3.2 Convergent Evolution of Symbiosis in Beetles living among Termite Colonies
Within the clade of rove beetles are many species that have have developed obligate symbiotic relationships with ants or termites. There is further a range of phenotypic variations evolved to facilitate these relationships such as the development of a protective shell (luminoid) or host-like body plans (phasogastric). These adaptions have also occurred convergently several times within the clade. Like the Economo collaboration, we have been planning to take a comparative genomic approach using onwards of 30-40 species. The project is just getting underway, but in 2021 we hope to be nearly finished with the sequencing and reconstruction phase of the project.
3.3 Reference Sequencing of Iconic Japanese Animals
Before beginning the multi-genome projects described immediately above, we first tested and developed our new sequencing protocols at the SQC on a number of important Japanese animals. Together with the Satoh group, we used a combination of Omni-C and HiFi long reads to produce a chromosome level, near complete, phased reconstruction of the pearl oyster. There in we were able to see surprisingly large, transposon-induced variation between haplotypes affecting immune system fucntion.
Looking to produce even more continuous, potentially telomere-to-telomere reconstrutions, we have produced ultra-long nanopore reads for several species of Medaka fish.
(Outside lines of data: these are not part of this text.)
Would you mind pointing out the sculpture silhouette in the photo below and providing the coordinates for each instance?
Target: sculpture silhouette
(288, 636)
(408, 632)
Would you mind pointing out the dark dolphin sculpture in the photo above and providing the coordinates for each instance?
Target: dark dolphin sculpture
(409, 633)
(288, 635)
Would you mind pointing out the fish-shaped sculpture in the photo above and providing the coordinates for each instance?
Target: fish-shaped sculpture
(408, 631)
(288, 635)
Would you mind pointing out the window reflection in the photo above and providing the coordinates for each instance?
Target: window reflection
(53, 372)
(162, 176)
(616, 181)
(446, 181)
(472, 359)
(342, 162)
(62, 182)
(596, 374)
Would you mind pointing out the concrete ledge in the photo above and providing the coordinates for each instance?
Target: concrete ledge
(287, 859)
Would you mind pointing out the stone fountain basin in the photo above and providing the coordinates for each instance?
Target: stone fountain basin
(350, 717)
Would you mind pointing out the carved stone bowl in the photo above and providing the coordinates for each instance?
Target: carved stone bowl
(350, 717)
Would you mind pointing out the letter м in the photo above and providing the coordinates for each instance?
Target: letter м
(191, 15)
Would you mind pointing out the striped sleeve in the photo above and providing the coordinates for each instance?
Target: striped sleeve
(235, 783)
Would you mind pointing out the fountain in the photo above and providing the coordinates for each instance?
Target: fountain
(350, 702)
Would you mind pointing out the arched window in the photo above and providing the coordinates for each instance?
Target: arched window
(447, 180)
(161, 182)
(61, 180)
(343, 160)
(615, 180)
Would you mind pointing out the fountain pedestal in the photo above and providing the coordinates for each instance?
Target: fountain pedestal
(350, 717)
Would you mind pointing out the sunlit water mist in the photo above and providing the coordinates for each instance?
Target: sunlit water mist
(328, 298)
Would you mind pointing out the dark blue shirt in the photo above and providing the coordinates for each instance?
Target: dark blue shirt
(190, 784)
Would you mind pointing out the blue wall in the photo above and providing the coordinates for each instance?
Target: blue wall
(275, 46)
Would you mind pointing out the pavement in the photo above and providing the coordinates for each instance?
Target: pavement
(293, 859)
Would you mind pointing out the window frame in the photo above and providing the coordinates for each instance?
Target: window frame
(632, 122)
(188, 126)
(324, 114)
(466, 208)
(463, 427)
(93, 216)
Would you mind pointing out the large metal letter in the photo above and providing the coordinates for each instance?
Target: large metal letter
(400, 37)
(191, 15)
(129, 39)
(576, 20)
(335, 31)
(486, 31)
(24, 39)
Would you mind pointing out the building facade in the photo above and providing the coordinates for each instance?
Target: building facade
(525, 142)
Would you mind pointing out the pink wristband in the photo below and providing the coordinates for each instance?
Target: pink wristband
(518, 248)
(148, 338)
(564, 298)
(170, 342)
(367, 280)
With the Morishita group at U. Tokyo we are evaluating the value of this data to close all the gaps in high quality reconstructions such as the pearl oyster above.
3.4 Algorithmic Methods for Genome Assembly
This year I personally developed the fastest algorithm and software for counting k-mers in high-fidelity, shotgun DNA data sets called FastK. I further built superior versions of several, much-used k-mer analysis tools compatible with FastK. Together this suite of apps is being incorporated into the Sanger Center's sequencing operations pipeline, and hopefully it will be adopted at many other major sequencing centers.
Figure 1: The k-mer profile of a read and its classification.
FastK produces directly the concept of a read profile (See Figure 1 above) and we have used the concept to very accurately determine the copy number of a k-mer in the underlying genome from the copy numbers in the read data set. Postdoc Yoshihiko Suzuki developed the algorithm and a software program callled ClassPro. Many analyses and inferences in the assembly of sequence data benefit from this increased classification accuracy in terms of efficiency and correctness. We are now exploring these possibilities. Several manuscripts are in preparation.
4. Publications
4.1 Journals
- Morishita, S., Ichikawa, K., Myers E.W. Finding long tandem repeats in long noisy reads. Bioinformatics 37 (5), 612-621
- Suzuki, Y., Myers, E.W., Morishita, S. Rapid and ongoing evolution of repetitive sequence structures in human centromeres. Science advances 6 (50), eabd9230
- Rhie, A., McCarthy, S.A., Fedrigo, O., ... Myers, E.W., Durbin, R. Phillippy, A.M., Jarvis, E.D. Towards complete and error-free genome assemblies of all vertebrate species. Nature 592 (7856), 737-746
4.2 Oral and Poster Presentations
- Myers, E.W. Counting, Profiling, and Classifying K-mers and Their Applications. BioDiversity Genomics 2021, talk, virtual meeting Oct. 2021.
- Suzuki, Y., Myers, E.W. ClassPro: K-mer Classification Based on Read Profiles. BioDiversity Genomics 2021, talk, virtual meeting Oct. 2021.